By David Southwell
Victorian and Tasmanian UCA congregations and other ancillary groups who are doing the mission work of the church are invited to apply for next year’s Lenten Offering grants to support innovative projects.
Each Lent and Easter the Moderator asks UCA members in Victoria and Tasmania to give towards four mission projects that align with Synod’s Mission Principle and with a preference for those trying something new.
“During Lent and Easter, we remember God’s self-giving love in Jesus, bringing healing and creating communities of reconciliation, hope and justice,” Moderator Denise Liersch said.
“In response to God’s love for all people and the world in which we live, we ask people of the church to make a sacrificial offering to support important mission projects.
“It is part of our commitment to join in God’s work of renewal in the world.”
This year, applications are being sought for four categories – Victoria metro, Victoria regional and rural, Tasmania and covenanting.
The four projects chosen will feature in the Lenten Offering appeal materials, which will be distributed to congregations in February 2020.
The 2019 Lenten Offering raised about $60,000, a portion of which went to support the Pakenham Homework Hub run by Pakenham Uniting Church in Melbourne’s in north-eastern fringe.
The Homework Hub was started in 2016 and it offers one-on-one tutoring, social activities, snacks and meals to local primary school students who are struggling with their studies, sometimes due to language barriers.
PUC secretary Olive Elston helps organise the hub and volunteers there on Tuesday afternoons, along with other members of the congregation and some local high school students.
Olive, who is a retired English teacher, said the Hub helped children who needed a bit of help at school, especially with English and maths.
Last semester, the Hub averaged about 10-14 students mostly aged about 8-12, from a mixture of ethnic backgrounds.
“They get practice in reading as well and that connection with an adult is really important,” Olive said.
When children arrive they get a fruit snack and at 5pm are offered a full meal.
“Part of the problem is that kids go home and don’t always get fed,” Olive said.
“One of the things we find is that the kids will come in, they might have had something to eat during the day, but not necessarily a good amount. At least they go home with a full tummy.”

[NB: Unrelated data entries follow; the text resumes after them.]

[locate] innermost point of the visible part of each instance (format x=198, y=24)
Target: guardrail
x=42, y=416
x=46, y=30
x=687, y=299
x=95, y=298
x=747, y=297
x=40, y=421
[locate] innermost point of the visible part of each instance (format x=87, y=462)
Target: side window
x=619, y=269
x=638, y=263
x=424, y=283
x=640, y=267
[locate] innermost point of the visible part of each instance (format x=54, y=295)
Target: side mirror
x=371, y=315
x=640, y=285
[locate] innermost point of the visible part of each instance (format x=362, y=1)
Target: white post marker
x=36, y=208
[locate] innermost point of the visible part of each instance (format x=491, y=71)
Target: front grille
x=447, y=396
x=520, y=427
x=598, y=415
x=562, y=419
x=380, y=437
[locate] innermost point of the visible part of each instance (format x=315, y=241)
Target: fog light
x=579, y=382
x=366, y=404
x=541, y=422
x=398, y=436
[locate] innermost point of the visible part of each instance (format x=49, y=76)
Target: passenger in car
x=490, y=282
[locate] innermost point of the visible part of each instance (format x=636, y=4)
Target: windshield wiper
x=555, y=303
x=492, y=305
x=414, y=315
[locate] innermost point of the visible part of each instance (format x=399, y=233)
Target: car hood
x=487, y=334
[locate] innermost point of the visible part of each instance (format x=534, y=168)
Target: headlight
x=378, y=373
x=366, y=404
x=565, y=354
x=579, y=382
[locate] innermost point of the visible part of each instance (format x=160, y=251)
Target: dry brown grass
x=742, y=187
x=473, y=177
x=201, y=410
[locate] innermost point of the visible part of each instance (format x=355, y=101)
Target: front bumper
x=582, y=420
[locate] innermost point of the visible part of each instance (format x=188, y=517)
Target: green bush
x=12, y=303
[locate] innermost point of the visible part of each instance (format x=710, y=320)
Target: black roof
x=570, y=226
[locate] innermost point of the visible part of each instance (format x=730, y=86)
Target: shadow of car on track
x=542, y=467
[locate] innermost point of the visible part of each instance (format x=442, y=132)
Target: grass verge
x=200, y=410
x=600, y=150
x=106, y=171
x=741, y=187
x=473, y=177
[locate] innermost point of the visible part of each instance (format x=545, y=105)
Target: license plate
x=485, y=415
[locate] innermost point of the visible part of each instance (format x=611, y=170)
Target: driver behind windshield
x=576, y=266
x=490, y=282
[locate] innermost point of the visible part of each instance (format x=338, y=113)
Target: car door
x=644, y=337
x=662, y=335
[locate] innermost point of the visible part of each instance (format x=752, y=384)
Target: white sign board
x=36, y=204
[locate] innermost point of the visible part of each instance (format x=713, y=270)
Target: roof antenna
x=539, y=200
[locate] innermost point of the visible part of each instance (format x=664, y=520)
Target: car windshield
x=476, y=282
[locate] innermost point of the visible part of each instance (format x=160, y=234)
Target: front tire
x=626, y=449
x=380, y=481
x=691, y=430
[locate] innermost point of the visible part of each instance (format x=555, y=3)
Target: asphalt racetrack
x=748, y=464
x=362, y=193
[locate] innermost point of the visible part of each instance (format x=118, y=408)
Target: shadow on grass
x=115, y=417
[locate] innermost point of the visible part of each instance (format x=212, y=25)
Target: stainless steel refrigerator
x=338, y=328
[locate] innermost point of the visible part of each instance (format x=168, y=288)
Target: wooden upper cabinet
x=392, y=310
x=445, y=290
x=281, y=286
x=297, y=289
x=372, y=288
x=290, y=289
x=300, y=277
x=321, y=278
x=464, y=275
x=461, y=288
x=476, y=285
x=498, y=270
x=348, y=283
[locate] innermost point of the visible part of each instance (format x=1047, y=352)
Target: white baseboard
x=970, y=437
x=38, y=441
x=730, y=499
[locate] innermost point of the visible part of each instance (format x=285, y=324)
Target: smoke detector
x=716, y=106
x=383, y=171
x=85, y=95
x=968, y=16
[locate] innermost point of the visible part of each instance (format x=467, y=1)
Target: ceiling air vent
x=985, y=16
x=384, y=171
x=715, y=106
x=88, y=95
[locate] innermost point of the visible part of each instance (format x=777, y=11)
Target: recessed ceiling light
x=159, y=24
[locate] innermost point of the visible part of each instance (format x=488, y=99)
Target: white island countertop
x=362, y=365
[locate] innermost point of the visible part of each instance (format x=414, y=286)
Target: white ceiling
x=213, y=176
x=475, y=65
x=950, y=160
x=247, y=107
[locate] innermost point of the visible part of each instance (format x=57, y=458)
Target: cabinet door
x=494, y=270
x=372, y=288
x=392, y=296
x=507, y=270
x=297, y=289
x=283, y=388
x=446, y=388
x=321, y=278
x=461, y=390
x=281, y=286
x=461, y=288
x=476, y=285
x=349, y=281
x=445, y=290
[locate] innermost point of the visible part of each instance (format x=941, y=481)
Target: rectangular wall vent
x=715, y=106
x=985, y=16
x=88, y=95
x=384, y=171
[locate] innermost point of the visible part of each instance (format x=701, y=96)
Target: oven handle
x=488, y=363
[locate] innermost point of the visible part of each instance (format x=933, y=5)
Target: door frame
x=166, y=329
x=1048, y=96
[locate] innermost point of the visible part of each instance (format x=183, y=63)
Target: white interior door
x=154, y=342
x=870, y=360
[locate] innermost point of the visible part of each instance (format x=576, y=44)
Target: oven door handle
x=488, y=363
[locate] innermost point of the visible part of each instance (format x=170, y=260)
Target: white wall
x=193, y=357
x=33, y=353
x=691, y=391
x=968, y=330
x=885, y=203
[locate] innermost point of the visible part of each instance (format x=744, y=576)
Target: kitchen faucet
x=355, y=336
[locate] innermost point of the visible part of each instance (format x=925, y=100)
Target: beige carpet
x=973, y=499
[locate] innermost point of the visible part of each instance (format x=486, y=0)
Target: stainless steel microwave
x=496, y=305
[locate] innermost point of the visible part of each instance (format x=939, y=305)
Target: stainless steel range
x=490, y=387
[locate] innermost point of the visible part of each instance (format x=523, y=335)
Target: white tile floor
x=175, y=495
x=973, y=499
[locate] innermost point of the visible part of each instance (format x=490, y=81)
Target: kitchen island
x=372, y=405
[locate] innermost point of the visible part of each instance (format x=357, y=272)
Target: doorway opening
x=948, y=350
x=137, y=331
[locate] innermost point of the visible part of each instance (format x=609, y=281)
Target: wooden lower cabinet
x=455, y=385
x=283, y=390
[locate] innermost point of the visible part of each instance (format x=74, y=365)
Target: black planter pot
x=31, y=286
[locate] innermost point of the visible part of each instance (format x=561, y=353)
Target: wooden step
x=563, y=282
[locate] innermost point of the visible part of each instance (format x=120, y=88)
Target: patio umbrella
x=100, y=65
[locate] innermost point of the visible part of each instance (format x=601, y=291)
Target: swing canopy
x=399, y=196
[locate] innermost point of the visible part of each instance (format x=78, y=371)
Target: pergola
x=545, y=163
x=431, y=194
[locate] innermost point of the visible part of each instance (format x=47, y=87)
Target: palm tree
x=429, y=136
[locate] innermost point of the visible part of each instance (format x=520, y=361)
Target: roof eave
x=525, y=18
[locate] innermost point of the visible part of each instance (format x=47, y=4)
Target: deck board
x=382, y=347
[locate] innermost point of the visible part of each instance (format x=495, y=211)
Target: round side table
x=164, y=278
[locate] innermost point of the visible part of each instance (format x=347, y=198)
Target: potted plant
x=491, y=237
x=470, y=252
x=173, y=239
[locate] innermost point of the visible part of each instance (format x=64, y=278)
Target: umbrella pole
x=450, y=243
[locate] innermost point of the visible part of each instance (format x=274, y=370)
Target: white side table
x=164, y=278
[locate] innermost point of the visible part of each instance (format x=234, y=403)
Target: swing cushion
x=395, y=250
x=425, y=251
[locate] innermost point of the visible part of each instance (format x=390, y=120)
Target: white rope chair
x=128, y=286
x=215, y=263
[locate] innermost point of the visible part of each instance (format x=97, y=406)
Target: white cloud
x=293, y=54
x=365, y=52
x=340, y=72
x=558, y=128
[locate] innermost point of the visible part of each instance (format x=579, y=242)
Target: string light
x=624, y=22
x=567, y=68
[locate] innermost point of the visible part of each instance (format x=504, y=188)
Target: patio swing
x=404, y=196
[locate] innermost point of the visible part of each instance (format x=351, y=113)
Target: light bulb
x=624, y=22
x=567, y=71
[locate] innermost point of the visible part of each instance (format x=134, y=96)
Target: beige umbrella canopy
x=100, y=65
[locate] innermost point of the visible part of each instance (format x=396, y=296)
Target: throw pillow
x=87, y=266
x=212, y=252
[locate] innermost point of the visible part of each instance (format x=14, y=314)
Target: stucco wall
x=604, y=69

The Hub previously received funding from the Centre of Multicultural Youth and has also received financial support from Toorak Uniting, but otherwise is supported by Pakenham’s congregation, which left its future in some doubt.
“Our church isn’t a big church and just manages to hold its own with funding,” Olive said.
Besides its minister, the church also employs a community development officer who works with the local Sudanese and a youth pastor, meaning there isn’t a lot left over for the Homework Hub.
Olive said it was for this reason that Pakenham applied for a Lenten Offering grant.
“That will fund the program for next year – that is what we were looking for,” she said.
Other projects to receive money from the last year’s grant are a music and languages project for migrant women run by Scots Memorial Uniting Church in Hobart, a church-run community garden in Victoria’s north-eastern town of Benalla and the Ecumenical Accompaniment Program rights in Israel’s occupied territories.